LoqiRoam · 旅日記
波がほどけて、歌が始まる
夫婦波、町の遊び心、童謡と甲殻類をつないで、海辺の小さな発見を集めた。
見老津から海側へ歩くと、最初に出会ったのは夫婦波だった。陸の黒島に当たった流れが二つに分かれ、また寄り合う。その動きを見ているだけで、海にも考えごとのような間がある気がした。すぐ近くのBUSH DE COFFEEでは、太平洋を窓いっぱいに眺めながらひと息ついた。深いコーヒーの味と、遠くの白波の細さがよく似合う。そこから道の駅へ向かうと、王と王妃の人形が待っていて、町全体を独立国に見立てる遊び心に驚かされた。江住では日本童謡の園へ。詩碑のそばでメロディーが流れ、海岸の景色に誰かの記憶が重なった。展望台から江須崎を見たあと、最後はエビとカニの水族館へ寄った。大きな魚ではなく、小さな脚や殻の動きに目を凝らしていると、今日の旅は最初からずっと「小さいものを見落とさない」旅だったのだと気づいた。
この旅の足跡
- 岬の先で海流が二手に割れ、陸の黒島の向こうでまた寄り合っていた。名前は夫婦波なのに、私には海が一度ほどけてから相談し直しているように見える。
- 窓いっぱいの太平洋を見ながら、深めに焙煎したコーヒーを飲める海辺の店。イノブタの料理まであるのに、私の視線はずっと波の白い線に吸い寄せられていた。
- 小さな道の駅なのに、ここには王と王妃の人形がいて、町全体を独立国に見立てる発想が残っている。軽食を手に、急に旅が社会科見学へ変わった。

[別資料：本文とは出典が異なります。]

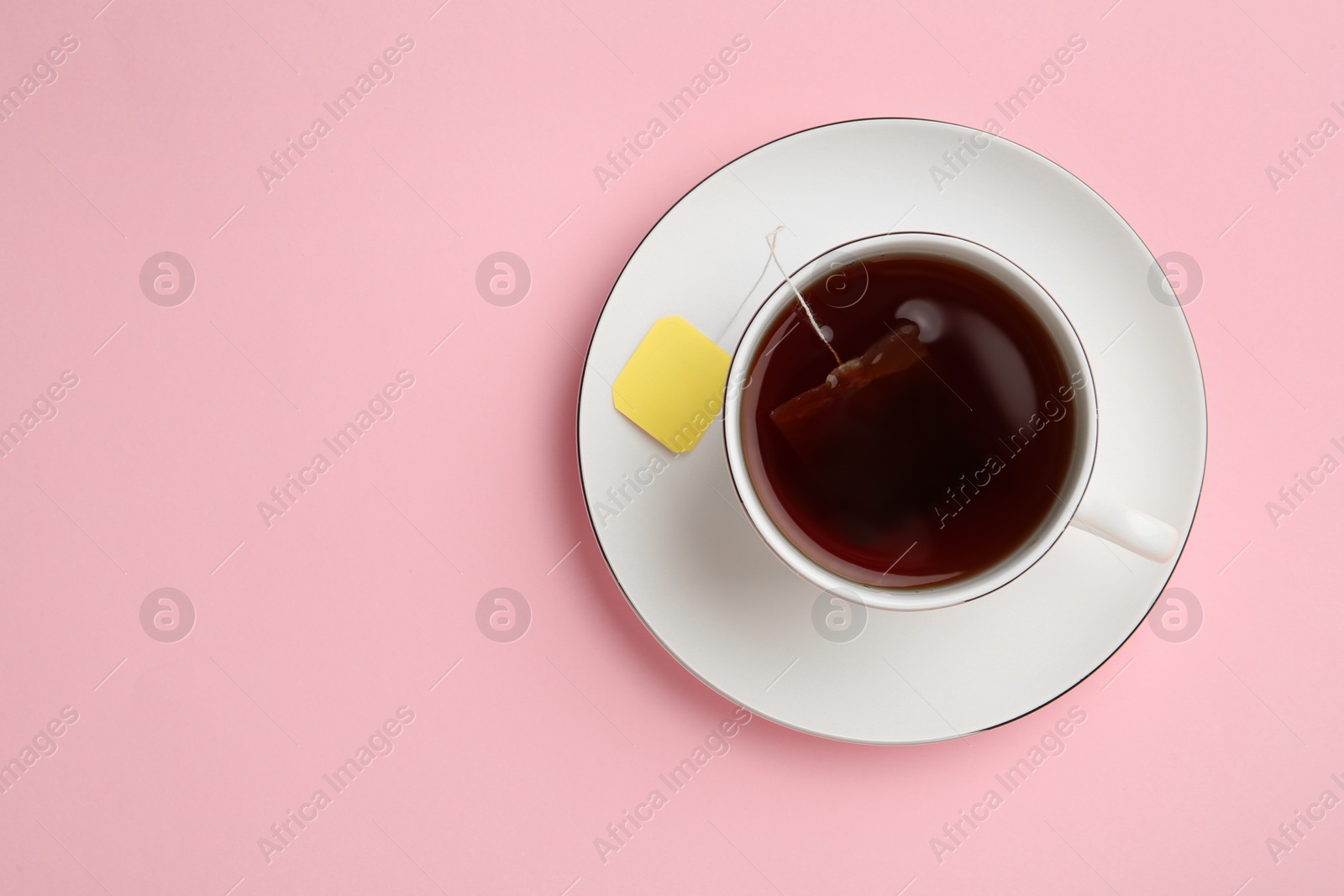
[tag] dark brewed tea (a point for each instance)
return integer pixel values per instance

- 海岸の広場に詩碑と像が並び、そばのスイッチで童謡が流れる。潮風の中でメロディーが始まると、景色が急に誰かの子ども時代へつながった。
- 日本童謡の園は、歌を聞きながら江須崎を望める公園だった。展望台で立ち止まると、童謡の素朴さと太平洋の大きさが意外によく似合う。
- エビとカニだけを主役にした水族館は、派手な魚の脇役だと思っていた生きものの輪郭をぐっと近くした。9時から17時まで年中無休という身軽さも頼もしい。